Intrepid explorers will latch on immediately to a shiny clue in Volume 12, The Message in the Hollow Oak, after Benson took back the reins. Nancy has an opportunity to visit her Aunt Eloise in New York City. Of course she flies there. Bess and George arrive at noon to take her to the airport and she has reached her aunt’s apartment house by mid-afternoon. Three hours could mean there was a airport maybe a three quarter of an hour from the Drew residence in River Heights. And just suppose it was at least a half-hour cab ride from a New York City airport to Aunt Eloise’s apartment. That leaves maybe one-and-a-half to two hours for checking in and getting on the plane, the flight itself, and then reclaiming baggage and getting a cab. New Jersey leaves Iowa, Ohio, and Illinois in the dust.

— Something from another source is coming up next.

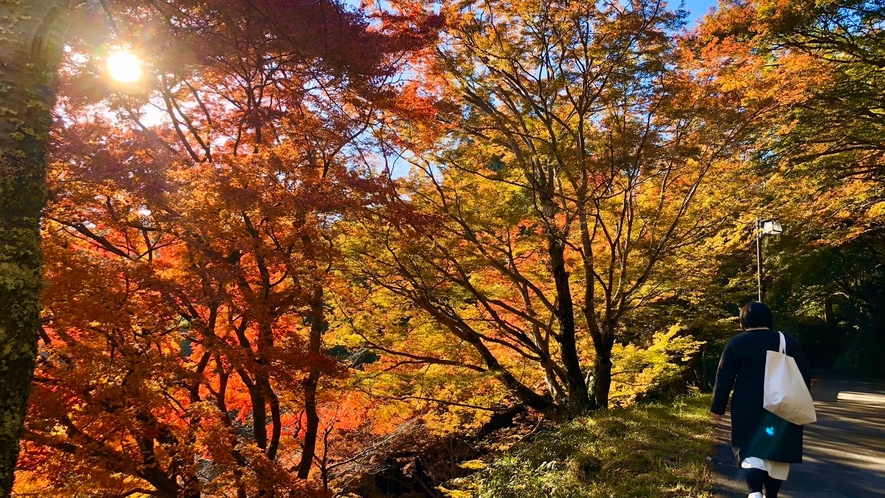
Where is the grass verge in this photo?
[441,396,715,498]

Deductive reasoning can get you far. Especially if you can unstick your partner’s foot from a rocky crag while skindiving; win a golf tournament with a bandaged hand in the afternoon after chasing a ghost down over a rickety bridge in the morning; and live to confront counterfeiters in a hidden cave because you have tallied the time between a warning bell and rushing waters that would drown anyone else.
Before “24,” McGyver, and Charlie’s Angels, there was Nancy Drew. And because she still exists, River Heights has to have a location, like Neverland does, if only we are brave and smart enough to find it.